Mary L. Bonauto, a top civil rights leader, worked with Chauncey when she was one of the lead attorneys in Obergefell v. Hodges, the Supreme Court case that guaranteed a constitutional right to same-sex marriage. She lauded Chauncey for being the driving force behind friend of the court briefs and helping to sketch the history of discrimination faced by the L.G.B.T.Q. people who were often portrayed as predatory and damaged.
“What his work does is show the creation and maintenance of how you create discriminatory systems and views and how you maintain them,” she said. “And then how they get recycled over time.”
Chauncey, 67, received his undergraduate and doctoral degrees from Yale University, and served as the Samuel Knight Professor of History and American Studies there from 2006 to 2017. During his time there, he introduced the first lecture course on U.S. lesbian and gay history, for which he was awarded Yale’s teaching prize in 2012.
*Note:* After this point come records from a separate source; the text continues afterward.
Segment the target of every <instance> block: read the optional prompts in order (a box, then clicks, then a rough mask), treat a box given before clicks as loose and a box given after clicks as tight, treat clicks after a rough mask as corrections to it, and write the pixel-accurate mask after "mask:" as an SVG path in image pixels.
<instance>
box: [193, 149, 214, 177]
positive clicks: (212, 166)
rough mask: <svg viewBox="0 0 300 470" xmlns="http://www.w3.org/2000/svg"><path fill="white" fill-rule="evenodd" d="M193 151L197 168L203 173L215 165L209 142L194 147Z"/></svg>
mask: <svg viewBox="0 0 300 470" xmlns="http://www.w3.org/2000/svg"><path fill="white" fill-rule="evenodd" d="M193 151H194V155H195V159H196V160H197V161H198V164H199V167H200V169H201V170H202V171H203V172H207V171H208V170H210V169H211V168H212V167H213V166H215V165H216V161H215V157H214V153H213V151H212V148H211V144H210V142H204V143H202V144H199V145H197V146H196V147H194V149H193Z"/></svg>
When Chauncey began researching gay history as a graduate student, he was warned it could be “professional suicide.” It was a very small field, he said, challenged by people like the American singer Anita Bryant, known for her anti-gay activism, and others who said the exposure to L.G.B.T.Q. people would threaten children.
Through his teachings, Chauncey said he has had to “convey both the almost unimaginable degree of repression that people face” as well as their “extraordinary resiliency.”
Chauncey said he was inspired to do this work through the research of other suppressed groups.
“Debates over who should be included in history are really often about who do we think should be included in American society today? Who should be respected in American society today?” he said. “And to establish Black history or women’s history or L.G.B.T.Q. history as a vibrant and respected field of historical scholarship is to lay a claim on the present as well as the past.”